Touchpad on the review unit had unwanted play
The new ZenBook 14 looks and feels just as good as the first ZenBook 13 that was launched earlier this year, if not better. This AMD-powered model comes in a new Utopia Blue colour that's both refreshing and pleasing to the eyes. The all-metal build delivers sufficient rigidity and grip in the user's hands. At 1.39 kilogrammes, it's fairly lightweight too. The one thing you don't see on the top cover is the new offset logo placement, something Asus decided to do in the refreshed ZenBook models. What I liked the most about the review unit was its overall appeal. Combined with the new colour, the brushed metal finish looked stunning against the light in almost every angle. I often caught myself admiring the fine strokes on the palmrest and top cover.
No offset Asus logo on this ZenBook
Opening the lid reveals a 14-inch screen with fairly slim bezels all around and almost no flex or bend on the lid and keyboard island. Asus says the laptop delivers a screen-to-body ratio of 86 per cent, which makes the body 6 per cent smaller than its predecessor. As is the case with most ZenBooks, the ErgoLift hinge gives the entire keyboard island a tilt of 4.5 degrees in the user's direction, which makes typing slightly easier when the laptop is on a tabletop surface. All things considered, the new ZenBook 14, in its new colour, is a stunning piece of machinery that's sure to catch many eyes.
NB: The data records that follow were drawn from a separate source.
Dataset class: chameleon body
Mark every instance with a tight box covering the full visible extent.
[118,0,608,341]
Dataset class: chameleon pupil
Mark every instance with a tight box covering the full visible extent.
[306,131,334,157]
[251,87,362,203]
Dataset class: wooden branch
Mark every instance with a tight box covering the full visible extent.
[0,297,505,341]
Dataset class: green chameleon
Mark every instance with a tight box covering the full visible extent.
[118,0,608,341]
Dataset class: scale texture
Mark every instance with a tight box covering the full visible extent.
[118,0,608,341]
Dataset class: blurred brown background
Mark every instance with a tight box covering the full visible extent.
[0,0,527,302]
This ZenBook sure is a looker
Given that the new AMD Ryzen-powered Asus ZenBook 14 is entering the market at Rs 59,990 when the refreshed ZenBook 14 with an Intel 8th Gen Core i5 CPU and ScreenPad 2.0 is selling on Amazon.in for Rs 75,990, I expected some visible compromises in screen quality, perhaps audio, and overall performance. But to my pleasant surprise, that is not the case with the new Asus entrant. Except for a few design niggles here or there (small keys and loose touchpad, for example), the new Asus ZenBook 14 is perfect all around.
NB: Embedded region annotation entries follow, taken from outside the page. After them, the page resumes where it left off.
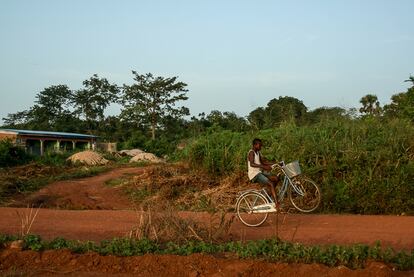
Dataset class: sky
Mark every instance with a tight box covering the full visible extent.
[0,0,414,122]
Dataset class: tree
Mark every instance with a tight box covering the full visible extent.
[306,107,347,123]
[359,94,382,116]
[384,76,414,119]
[121,71,190,140]
[206,110,248,132]
[248,96,308,129]
[72,74,119,123]
[3,110,29,128]
[4,85,72,130]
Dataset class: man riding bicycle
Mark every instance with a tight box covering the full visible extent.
[247,138,279,205]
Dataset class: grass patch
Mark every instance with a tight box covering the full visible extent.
[181,118,414,214]
[0,235,414,270]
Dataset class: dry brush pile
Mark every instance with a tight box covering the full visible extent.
[116,164,252,211]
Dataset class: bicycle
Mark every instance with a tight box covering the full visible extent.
[236,161,321,227]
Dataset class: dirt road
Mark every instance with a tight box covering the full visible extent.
[8,167,145,210]
[0,208,414,249]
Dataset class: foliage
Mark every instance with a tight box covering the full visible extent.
[248,96,307,129]
[384,76,414,119]
[359,94,382,116]
[0,235,414,270]
[0,140,31,168]
[180,118,414,214]
[121,71,189,140]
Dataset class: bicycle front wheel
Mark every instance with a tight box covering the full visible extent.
[236,192,268,227]
[289,175,321,213]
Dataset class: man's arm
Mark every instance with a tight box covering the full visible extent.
[260,155,276,166]
[249,151,265,169]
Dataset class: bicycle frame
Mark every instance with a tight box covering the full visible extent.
[239,169,304,204]
[236,165,305,213]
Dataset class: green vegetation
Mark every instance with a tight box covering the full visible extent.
[180,117,414,214]
[0,235,414,270]
[0,140,31,168]
[0,74,414,214]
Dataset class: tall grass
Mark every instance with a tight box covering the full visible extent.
[181,118,414,214]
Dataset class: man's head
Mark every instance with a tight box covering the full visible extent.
[253,138,262,151]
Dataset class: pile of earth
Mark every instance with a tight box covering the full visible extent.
[67,151,109,165]
[118,148,165,163]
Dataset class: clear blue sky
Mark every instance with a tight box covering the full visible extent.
[0,0,414,121]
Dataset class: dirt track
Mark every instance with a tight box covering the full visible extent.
[0,208,414,249]
[8,167,144,210]
[0,165,414,276]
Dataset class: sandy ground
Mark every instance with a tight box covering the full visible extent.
[0,208,414,250]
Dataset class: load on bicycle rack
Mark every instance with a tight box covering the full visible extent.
[236,161,321,227]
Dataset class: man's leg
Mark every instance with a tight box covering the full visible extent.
[268,180,277,203]
[263,173,279,203]
[256,173,277,203]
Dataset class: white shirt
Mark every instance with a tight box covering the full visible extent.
[247,150,262,180]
The new Asus ZenBook 14 is for someone who expects their laptop to grab eyes at an airport. It is also for someone who wants a reliable machine on which they can compose long emails, create numerous spreadsheets, browse to their heart's content, edit a few images, and play a lot of movies and songs. It is also for someone who wants a cheaper AMD-powered ZenBook without Asus' ScreenPad 2.0. In other words, it's a fine modern alternative to its Intel-powered competitors, such as the new Lenovo IdeaPad S540 and Acer Swift 3.